This blogpost provides a comprehensive study on theoretical and practical understanding of GraphSage which is an inductive graph representation learning algorithm. For a practical application we are going to use the popular PyTorch Geometric library and Open-Graph-Benchmark dataset. We use obgn-products dataset which is an undirected and unweighted graph, representing an Amazon product co-purchasing network to predict shopping preferences. Nodes represent products sold in Amazon, and edges between two products indicate that the products are purchased together. The goal is to predict the category of a product in a multi-class classification setup, where the 47 top-level categories are used for target labels making it a Node Classification Task.

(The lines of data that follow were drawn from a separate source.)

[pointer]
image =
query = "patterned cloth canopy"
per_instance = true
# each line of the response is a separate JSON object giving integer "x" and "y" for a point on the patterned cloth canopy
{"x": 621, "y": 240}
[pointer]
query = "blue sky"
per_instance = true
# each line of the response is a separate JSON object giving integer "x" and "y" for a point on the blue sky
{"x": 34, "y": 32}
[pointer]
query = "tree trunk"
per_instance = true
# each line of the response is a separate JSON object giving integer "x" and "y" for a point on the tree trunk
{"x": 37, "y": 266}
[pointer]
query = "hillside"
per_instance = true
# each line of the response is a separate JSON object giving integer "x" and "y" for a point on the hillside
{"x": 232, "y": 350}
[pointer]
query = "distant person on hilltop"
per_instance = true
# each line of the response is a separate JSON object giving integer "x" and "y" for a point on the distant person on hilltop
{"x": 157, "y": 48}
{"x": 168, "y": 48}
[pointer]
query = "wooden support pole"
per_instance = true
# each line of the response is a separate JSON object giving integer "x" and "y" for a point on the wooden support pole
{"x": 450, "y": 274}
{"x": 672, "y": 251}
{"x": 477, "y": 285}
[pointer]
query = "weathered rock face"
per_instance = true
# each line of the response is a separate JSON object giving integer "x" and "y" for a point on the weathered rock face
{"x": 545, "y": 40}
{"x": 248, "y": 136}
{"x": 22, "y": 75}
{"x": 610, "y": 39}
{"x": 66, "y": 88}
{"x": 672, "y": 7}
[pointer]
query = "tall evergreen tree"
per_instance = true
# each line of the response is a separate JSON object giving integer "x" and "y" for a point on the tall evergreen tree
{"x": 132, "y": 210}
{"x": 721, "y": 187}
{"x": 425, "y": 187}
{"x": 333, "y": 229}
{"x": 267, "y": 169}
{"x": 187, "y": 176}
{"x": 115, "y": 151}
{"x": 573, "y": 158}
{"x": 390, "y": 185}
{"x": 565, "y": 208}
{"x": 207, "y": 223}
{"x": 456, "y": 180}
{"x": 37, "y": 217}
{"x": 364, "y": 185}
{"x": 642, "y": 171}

So in brief here is the outline of the blog:
- What is GraphSage
- Importance of Neighbourhood Sampling
- Getting Hands-on Experience with GraphSage and PyTorch Geometric Library
- Open-Graph-Benchmark’s Amazon Product Recommendation Dataset
- Creating and Saving a model
- Generating Graph Embeddings Visualizations and Observations
Once the graph is created after incorporating meaningful relationships (edges) between all the entities (nodes) of the graph. The next question comes into mind is finding a way to integrate the information about graph structure (for e.g. information about the node’s global position in the graph or its local neighbourhood structure) into a machine learning model. One way to extract structural information from the graph is to compute its graph statistics using node degrees, clustering coefficients, kernel functions or hand-engineered features to estimate local neighbourhood structures. However, with these methods we can not perform an end-to-end learning i.e features cannot be learned with the help of loss function during the training process.
To tackle the above problem, representation learning approaches have been adopted to encode the structural information about the graphs into the euclidean space (vector/embedding space).
The key idea behind the graph representation learning is to learn a mapping function that embeds nodes, or entire (sub)graphs (from non-euclidean), as points in low-dimensional vector space (to embedding space). The aim is to optimize this mapping so that nodes which are nearby in the original network should also remain close to each other in the embedding space (vector space), while shoving unconnected nodes apart. Therefore by doing this, we can preserve the geometric…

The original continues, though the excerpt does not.